Phea and Justine come from very different backgrounds – each with a backstory that is fairly mysterious. Phea, whose facial features slightly resemble singer Tracy Chapman, is of Afro-Caribbean descent and Justine seems to be possibly of Eastern European origin. Added to Phea’s relationship with Justine is Phea’s larger concern – that of pursuing a music career and finding a record company that might be interested in recording some of her songs. She gets a lead with a small time recording company helmed by a man named Edwin (Emun Elliott) who asks her to come by his office. Phea does that but grows impatient waiting for another aspiring musician who he is interviewing and rushes off without ever really talking to him.

Tough blonde sex worker (Gabija Siurbyte) as a Charon-figure

Back at her apartment, Phea notices that Justine is moody and full of worry. Is there something that Phea has done to upset Justine? Or is it possible that a future in music for Phea might somehow threaten Justine, whose status as an immigrant in the UK seems precarious? Phea is so distracted by Justine’s beauty and her place as a muse that she really does not seem to notice a change in Justine.

Blonde sex worker promises to help Phea for a chuck of money

True to the Orpheus legend, Justine – like the mythic Eurydice – suddenly disappears one day, without a trace and her cell phone connection no longer working. Phea is at her wit’s end trying to find out what happened to Justine. She asks all the people she knows in the area of South London where she lives but no one seems to have any answers. She runs into some rather seedy characters in her search and finds herself running in a rather-hyper blonde woman (played brilliantly by Lithuanian actress Gabija Siurbyte) who dresses like a sex worker with a definite Eastern European accent. That woman seems to know something about Justine, but she avoids Phea, but keeps popping up anyway. Eventually Phea catches up with her and quite literally pins her down. The blonde woman is a Charon-like figure in this tale – and she seems to have the contacts to the underworld that Phea will soon enter in her search for the missing Justine.

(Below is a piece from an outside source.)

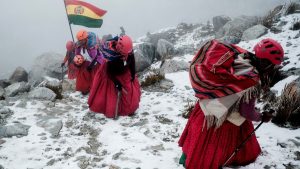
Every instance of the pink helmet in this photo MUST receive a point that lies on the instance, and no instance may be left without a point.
(124, 45)
(70, 45)
(78, 60)
(269, 49)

Phea go to a restaurant to try to get a record executive to sign a contract on the spot

After all other leads seem useless, Phea decides to go to the factory where Justine was supposedly working as an accountant or bookkeeper. When she arrives at the factory in a dismal part of South London, Phea sees the men at a loading dock looking like tough Eastern European thugs who speak with a noticeable accent. Phea asks if Justine is working there and the answer is not satisfactory to Phea. She overhears conversations that lead her to believe that Justine is there but locked up somewhere deep inside the concrete walls of the building. She catches a glimpse of that strange blonde woman again and that is a clue that she has entered a place that is indeed quite sinister.

Phea (Sherika Sherard) performing for Rado’s party in his Underworld dungeon

At this point, the film turns into a thriller when Phea encounters the lead boss Rado (played by Andrew Whipp) who is actually named Uncle and Irish, and his gang of different Eastern European thugs. Apparently all this has to do with secrets about this clandestine business operation being revealed to the police. Now we are quite literally in Hades, the Underworld of Greek legend and the leader Rado presides over his little kingdom. In this dream-like film, there is also a digital clock popping up to remind us of the limited time that Phea has to save Justine from a hopeless fate. The reminder of Palladino’s film plays out the heart of the Orpheus legend and Orpheus’ promise to get Eurydice back in exchange for an agreement about never looking back as he leads her out of the Underworld. Without revealing any spoilers, it is interesting how Palladino handles the third act of his film.

Sherika Sherard and her guitar – inseparable, like
Orpheus and his lyre

At one level, Phea is a thriller set in a world of human trafficking and gangster operations and also tale about an aspiring musician. At any allegorical level, the mythological aspects of Phea’s journey to the Underworld to save Justine shape the larger plot. But it is the amazing performance of Sherika Sherard as Phea that dominates the film and her beautiful performed music on which the soul of the story rests.